# Notebook for interactive plots of a.a. mutations

## Snakemake input

In [None]:
min_expected_count = snakemake.params.min_expected_count
init_ref_clade = snakemake.params.init_ref_clade
clade_synonyms = snakemake.params.clade_synonyms
heatmap_minimal_domain = snakemake.params.heatmap_minimal_domain
orf1ab_to_nsps = snakemake.params.orf1ab_to_nsps
clade_cluster = snakemake.params.clade_cluster
cluster_founder = snakemake.params.cluster_founder
aamut_by_cluster_csv = snakemake.input.aamut_by_cluster
clade_founder_nts_csv = snakemake.input.clade_founder_nts
outdir = snakemake.output.outdir

## Import packages

In [None]:
import pandas as pd
import altair as alt
import Bio.Seq
import os
import yaml

Some setting

In [None]:
_ = alt.data_transformers.disable_max_rows()
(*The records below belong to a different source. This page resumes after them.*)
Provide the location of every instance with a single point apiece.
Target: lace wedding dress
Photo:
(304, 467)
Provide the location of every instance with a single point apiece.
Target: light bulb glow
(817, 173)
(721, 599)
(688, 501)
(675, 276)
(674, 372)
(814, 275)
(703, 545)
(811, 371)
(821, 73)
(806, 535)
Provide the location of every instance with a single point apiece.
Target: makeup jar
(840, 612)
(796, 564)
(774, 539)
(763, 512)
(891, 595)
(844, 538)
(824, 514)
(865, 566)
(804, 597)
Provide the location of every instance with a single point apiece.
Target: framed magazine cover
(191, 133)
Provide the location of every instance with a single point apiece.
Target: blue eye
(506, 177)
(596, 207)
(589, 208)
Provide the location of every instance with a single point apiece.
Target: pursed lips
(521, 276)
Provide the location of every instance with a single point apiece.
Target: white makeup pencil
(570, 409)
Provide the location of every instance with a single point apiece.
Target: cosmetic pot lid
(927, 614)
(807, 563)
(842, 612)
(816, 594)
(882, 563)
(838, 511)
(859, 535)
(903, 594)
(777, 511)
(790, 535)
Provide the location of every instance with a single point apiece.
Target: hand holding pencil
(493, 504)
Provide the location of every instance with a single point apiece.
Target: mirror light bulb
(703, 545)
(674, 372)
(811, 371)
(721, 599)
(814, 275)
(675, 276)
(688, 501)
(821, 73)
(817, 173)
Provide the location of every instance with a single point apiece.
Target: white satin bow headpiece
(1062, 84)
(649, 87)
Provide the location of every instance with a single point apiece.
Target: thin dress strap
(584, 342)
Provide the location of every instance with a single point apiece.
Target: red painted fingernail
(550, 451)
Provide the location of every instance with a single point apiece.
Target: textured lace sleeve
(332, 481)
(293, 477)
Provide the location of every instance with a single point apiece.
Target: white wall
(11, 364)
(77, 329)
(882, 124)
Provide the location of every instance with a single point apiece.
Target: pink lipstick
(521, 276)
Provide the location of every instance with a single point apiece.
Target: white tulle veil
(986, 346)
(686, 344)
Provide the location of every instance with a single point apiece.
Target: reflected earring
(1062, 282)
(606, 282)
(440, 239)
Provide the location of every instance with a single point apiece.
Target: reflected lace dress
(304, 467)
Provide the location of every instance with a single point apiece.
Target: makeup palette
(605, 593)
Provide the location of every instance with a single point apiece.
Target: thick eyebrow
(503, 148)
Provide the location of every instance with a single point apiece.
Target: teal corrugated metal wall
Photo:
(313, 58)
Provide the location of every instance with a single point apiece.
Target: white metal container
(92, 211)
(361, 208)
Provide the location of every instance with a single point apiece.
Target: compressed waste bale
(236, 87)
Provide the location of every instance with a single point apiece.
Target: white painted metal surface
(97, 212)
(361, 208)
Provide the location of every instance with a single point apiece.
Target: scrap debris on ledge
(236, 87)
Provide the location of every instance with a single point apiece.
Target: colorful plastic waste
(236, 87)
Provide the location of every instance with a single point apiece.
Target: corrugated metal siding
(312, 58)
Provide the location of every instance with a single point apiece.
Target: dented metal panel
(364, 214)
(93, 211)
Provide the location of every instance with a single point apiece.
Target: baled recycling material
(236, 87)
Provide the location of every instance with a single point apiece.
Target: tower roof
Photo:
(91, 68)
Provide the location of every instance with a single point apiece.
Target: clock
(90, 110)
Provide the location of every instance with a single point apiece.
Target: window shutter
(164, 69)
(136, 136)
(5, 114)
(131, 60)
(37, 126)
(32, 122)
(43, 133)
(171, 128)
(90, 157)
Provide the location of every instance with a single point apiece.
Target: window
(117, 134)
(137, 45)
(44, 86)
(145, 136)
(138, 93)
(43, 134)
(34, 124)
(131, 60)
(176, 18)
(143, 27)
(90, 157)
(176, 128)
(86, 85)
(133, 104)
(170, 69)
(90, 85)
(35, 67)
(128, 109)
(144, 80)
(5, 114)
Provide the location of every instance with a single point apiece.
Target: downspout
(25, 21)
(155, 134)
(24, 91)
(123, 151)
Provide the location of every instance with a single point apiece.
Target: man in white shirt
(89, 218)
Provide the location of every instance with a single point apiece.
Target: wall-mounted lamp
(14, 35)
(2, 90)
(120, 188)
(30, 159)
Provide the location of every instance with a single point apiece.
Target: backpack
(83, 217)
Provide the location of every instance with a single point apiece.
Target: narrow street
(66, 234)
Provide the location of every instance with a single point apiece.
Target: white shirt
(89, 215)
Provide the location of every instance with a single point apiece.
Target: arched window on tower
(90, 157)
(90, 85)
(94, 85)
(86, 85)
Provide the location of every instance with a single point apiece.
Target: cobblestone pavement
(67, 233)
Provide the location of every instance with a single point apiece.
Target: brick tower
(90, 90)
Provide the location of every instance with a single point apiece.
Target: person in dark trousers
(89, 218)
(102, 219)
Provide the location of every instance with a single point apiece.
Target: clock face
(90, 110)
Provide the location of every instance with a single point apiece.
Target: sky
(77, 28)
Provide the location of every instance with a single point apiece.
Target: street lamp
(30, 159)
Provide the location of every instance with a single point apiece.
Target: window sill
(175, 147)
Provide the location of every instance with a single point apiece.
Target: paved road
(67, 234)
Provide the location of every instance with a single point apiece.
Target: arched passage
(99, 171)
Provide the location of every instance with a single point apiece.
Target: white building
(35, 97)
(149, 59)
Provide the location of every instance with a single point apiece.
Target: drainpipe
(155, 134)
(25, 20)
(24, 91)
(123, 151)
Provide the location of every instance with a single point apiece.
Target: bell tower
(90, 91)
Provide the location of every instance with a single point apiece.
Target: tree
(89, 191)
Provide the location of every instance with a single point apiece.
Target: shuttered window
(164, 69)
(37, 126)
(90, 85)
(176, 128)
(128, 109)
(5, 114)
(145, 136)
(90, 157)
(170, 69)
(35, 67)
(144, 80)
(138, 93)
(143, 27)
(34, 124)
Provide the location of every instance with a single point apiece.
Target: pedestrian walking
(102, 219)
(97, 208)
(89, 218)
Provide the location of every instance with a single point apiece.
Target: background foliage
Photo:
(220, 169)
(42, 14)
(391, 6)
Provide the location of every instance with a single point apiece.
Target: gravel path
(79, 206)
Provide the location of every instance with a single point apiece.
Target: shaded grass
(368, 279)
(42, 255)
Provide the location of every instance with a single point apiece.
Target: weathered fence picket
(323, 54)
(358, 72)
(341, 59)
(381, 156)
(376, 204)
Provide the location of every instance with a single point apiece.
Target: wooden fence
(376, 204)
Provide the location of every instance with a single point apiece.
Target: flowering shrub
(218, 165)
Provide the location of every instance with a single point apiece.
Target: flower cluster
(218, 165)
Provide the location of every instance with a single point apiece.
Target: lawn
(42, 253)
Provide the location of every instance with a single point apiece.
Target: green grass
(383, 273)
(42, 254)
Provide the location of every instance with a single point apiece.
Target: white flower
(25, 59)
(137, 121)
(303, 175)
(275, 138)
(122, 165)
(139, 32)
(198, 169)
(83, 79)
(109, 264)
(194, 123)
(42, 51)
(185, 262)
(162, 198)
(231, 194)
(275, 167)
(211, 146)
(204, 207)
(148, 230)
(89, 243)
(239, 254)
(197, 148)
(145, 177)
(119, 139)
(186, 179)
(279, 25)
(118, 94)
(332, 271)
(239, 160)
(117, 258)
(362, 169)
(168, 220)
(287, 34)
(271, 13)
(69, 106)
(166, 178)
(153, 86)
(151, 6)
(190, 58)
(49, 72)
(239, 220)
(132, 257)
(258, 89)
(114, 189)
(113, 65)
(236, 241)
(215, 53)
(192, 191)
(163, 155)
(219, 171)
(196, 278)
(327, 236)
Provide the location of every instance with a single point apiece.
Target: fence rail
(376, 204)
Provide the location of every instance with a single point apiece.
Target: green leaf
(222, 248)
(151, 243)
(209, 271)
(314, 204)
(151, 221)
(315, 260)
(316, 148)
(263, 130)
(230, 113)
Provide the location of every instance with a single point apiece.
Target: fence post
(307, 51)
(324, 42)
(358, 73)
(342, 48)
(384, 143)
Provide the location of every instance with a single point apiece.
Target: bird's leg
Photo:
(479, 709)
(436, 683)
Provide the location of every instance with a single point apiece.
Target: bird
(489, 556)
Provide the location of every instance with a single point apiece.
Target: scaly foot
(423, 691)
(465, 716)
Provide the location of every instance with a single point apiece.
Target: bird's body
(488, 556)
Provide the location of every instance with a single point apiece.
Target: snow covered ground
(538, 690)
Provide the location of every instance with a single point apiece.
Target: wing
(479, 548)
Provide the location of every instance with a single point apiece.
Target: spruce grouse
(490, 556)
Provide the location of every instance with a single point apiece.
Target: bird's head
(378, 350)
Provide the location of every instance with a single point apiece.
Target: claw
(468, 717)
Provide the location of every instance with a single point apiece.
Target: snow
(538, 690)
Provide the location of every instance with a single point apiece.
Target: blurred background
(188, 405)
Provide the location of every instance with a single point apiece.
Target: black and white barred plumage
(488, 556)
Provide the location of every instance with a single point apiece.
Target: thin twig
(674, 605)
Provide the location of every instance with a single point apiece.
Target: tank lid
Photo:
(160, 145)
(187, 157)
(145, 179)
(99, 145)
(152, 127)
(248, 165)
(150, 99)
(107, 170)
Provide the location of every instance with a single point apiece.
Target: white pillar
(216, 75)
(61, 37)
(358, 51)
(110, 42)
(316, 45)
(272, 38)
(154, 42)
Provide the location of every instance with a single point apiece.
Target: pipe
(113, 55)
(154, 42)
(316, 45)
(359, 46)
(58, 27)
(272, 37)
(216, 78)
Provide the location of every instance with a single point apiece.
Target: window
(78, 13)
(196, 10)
os.makedirs(outdir, exist_ok=True)

Define function that gives clade labels

In [46]:
def clade_label(clade):
    if clade in clade_synonyms:
        return f"{clade} ({clade_synonyms[clade]})"
    else:
        return clade


Mapping clades cluster name to their founder

In [1]:
def cluster_founder_map(cluster):
    if cluster in list(cluster_founder.keys()):
        return cluster_founder[cluster]
    else:
        print("Cluster not defined\n")

Dataframe with clades founder amino acids

In [None]:
clade_founder_nts = pd.read_csv(clade_founder_nts_csv)

In [None]:
# codon translation table
codon_table = {
    f"{nt1}{nt2}{nt3}": str(Bio.Seq.Seq(f"{nt1}{nt2}{nt3}").translate())
    for nt1 in "ACGT" for nt2 in "ACGT" for nt3 in "ACGT"
}

# get clade founder amino-acids
clade_founder_aas = (
    clade_founder_nts
    .query("gene != 'noncoding'")
    [["clade", "gene", "codon", "codon_site"]]
    .drop_duplicates()
    .assign(
        gene=lambda x: x["gene"].str.split(";"),
        codon=lambda x: x["codon"].str.split(";"),
        codon_site=lambda x: x["codon_site"].str.split(";"),
    )
    .explode(["gene", "codon", "codon_site"])
    .assign(
        aa=lambda x: x["codon"].map(codon_table),
        codon_site=lambda x: x["codon_site"].astype(int),
    )
    .rename(columns={"codon_site": "site", "aa": "amino acid"})
    .drop(columns="codon")
    .query("gene != 'ORF1a'")  # this is just subset of ORF1ab
)


In [65]:
# now convert ORF1ab numbers to nsp numbers
orf1ab_to_nsps_df = pd.concat(
    [
        pd.DataFrame(
            [(i, i - start + 1) for i in range(start, end + 1)],
            columns=["ORF1ab_site", "nsp_site"],
        ).assign(nsp=nsp).drop_duplicates()
        for nsp, (start, end) in orf1ab_to_nsps.items()
    ],
    ignore_index=True,
)

clade_founder_aas = pd.concat(
    [
        clade_founder_aas,
        (
            clade_founder_aas
            .query("gene == 'ORF1ab'")
            .merge(
                orf1ab_to_nsps_df,
                left_on="site",
                right_on="ORF1ab_site",
                validate="many_to_one",
            )
            .drop(columns=["gene", "ORF1ab_site", "site"])
            .rename(columns={"nsp_site": "site", "nsp": "gene"})
        ),
    ],
    ignore_index=False,
).drop_duplicates()

In [None]:
clade_founder_aas.head()

Unnamed: 0,clade,gene,site,amino acid
265,19A,ORF1ab,1,M
268,19A,ORF1ab,2,E
271,19A,ORF1ab,3,S
274,19A,ORF1ab,4,L
277,19A,ORF1ab,5,V
...,...,...,...,...
213055,23F,nsp16,298,N
213056,24A,nsp16,298,N
213057,24B,nsp16,298,N
213058,24C,nsp16,298,N


Read input data

In [None]:
aamut = pd.read_csv(aamut_by_cluster_csv)

In [None]:
clust_fnd = list(cluster_founder.values())

In [None]:
clust_founder_aas = clade_founder_aas.query("clade in @clust_fnd")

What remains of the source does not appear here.